Last week I was writing in the last hours of the Scottish independence referendum campaign. I said that I hoped there would be a ‘No’ vote, and that our extraordinary 307 year old United Kingdom would remain together.
As we now know, that is what happened. The vote was decisive, with a gap of over ten per cent between the two sides.
But it was not overwhelming, and you don’t need to be an expert in elections or opinion polling to pick up that there was a real appetite north of the border for a greater degree of self-government. All three UK party leaders have undertaken that we will deliver that.
The details will be worked out over the coming months. Of course with greater powers must come greater responsibility, and so Scots must expect that with those greater powers they will have to take more responsibility for raising the money themselves to fund what Holyrood and its ministers decide. While we have committed to retain the so-called Barnett Formula, it will clearly apply to less and less spending as more powers are devolved to Scotland. So its effect and its cost to English taxpayers will be reduced.
But in parallel with that greater devolution we have to address in a serious way the West Lothian Question, which has been left hanging unresolved since the MP for West Lothian, Tam Dalyell, first raised it in the late 1970s.
In short, this asks why UK MPs from devolved regions should continue to be able to vote on issues which have been devolved to their own parliament or assembly. When the Scottish Parliament and the Welsh Assembly have full autonomy over the NHS in Scotland and Wales, why should Scottish and Welsh MPs have any say over the NHS in England?
So we’ve said that there now needs to be a definitive answer to this question. There are different approaches. One would be to create a separate English parliament.

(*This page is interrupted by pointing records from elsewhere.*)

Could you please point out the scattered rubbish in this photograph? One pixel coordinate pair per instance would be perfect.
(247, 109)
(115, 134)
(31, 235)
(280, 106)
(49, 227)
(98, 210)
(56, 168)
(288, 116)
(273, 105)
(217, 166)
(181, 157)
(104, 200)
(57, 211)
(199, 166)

I don’t find many enthusiasts for the additional layer of politicians and bureaucracy that this would involve.
Another would be creating regional assemblies, akin to the devolved assemblies. Labour tried this ten years ago in the North-East, the region judged to be keenest, and it was rejected in a referendum by a margin of 4-1.
And I don’t find many who believe that an assembly for the South East Region is the answer to our prayers.
The elegant - and very British - solution is for our Parliament to continue as at present, but with English affairs and English laws to be subject to the will of English MPs alone.
My post bag and inbox tell me that the time has now definitively come for us to act.